Errntknght said:
>>Plausable but the logic is flawed. You might as well say "any financial analyst who picks stocks for a living should vastly outperform the S&P 500".<<
There's a flaw in your logic as well - the S&P 500 is an average of real prices while the mock drafts are media products put together by people we generally hold in very low esteem for their basketball knowledge. (Not to mention the fact that financial analysts have a built in conflict of interest - they profit from the buy & sell action they generate not from their customers financial well-being. Imagine how much worse BBall GMs would do if their income was tied to their trading volume.)
The similarity is that in both cases everybody starts out with the same pool of choices to pick from. Even if these media pundits are picking at random, half of the GMs are going to do worse than the pundits predict every year, as long as the pundits have enough reporting skills to put each player in the proper 'neighborhood'.
Errntknght said:
>>Daniels can be effective in Dallas because they go small and invert their offense, but the Suns don't have the personnel (or let's hope, the inclination) to do that.
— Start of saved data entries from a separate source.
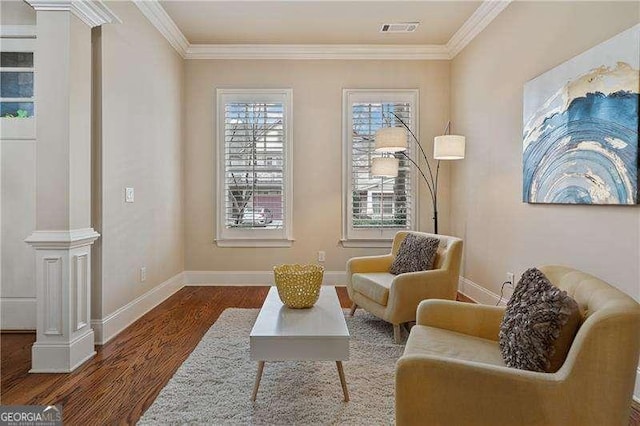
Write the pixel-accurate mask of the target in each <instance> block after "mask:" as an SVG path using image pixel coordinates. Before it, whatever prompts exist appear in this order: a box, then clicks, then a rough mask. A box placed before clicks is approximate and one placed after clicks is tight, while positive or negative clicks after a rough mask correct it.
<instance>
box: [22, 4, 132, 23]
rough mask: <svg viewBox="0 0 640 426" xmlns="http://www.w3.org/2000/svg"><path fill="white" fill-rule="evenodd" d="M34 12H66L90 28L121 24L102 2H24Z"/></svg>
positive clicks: (117, 18) (116, 15)
mask: <svg viewBox="0 0 640 426" xmlns="http://www.w3.org/2000/svg"><path fill="white" fill-rule="evenodd" d="M26 1H27V3H29V4H30V5H31V7H33V8H34V9H35V10H48V11H56V10H57V11H67V12H71V13H73V14H74V15H75V16H77V17H78V18H79V19H80V20H81V21H82V22H84V23H85V24H87V25H88V26H90V27H91V28H93V27H97V26H100V25H103V24H115V23H122V21H121V20H120V18H118V16H117V15H116V14H115V13H113V11H111V9H109V8H108V7H107V5H106V4H104V2H102V0H94V1H90V0H26Z"/></svg>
Give Daniels a few weeks of jacking up bricks from the perimeter in a Suns uni, and you'd be ready to pronounce him DOA.<<
Precisely what I like about Daniels is that he slashes to the basket and posts up instead of jacking up perimeter shots. I would expect him to do well in a high post offense, which is what I think the Suns should play with the current collection of players. His D looks quite solid to me compared to Barbosa - Leandro probably gets more steals though Daniels is pretty 'light-fingered' as well. True he's not a PG but Barbosa isn't either - he made little progress at operating the offense despite being our nominal starting PG most of the season. (Eisley ran the halfcourt offense better than Barbosa - his problem was that he called his own number too often.)
Barbosa is recognized as a long-term project, though, while Daniels is much more of a finished product. Plus, the Suns couldn't create as much space for Daniels as Dallas does, even with the high post--Dallas puts both of their bigs outside, not just one.
Dallas can afford to play Daniels to his strengths because they space the floor with their shooters better than any team in the league. The Suns need that kind of spacing to allow Amare, Joe Johnson and Marion to play to their strengths, and Barbosa's shooting can help make it happen.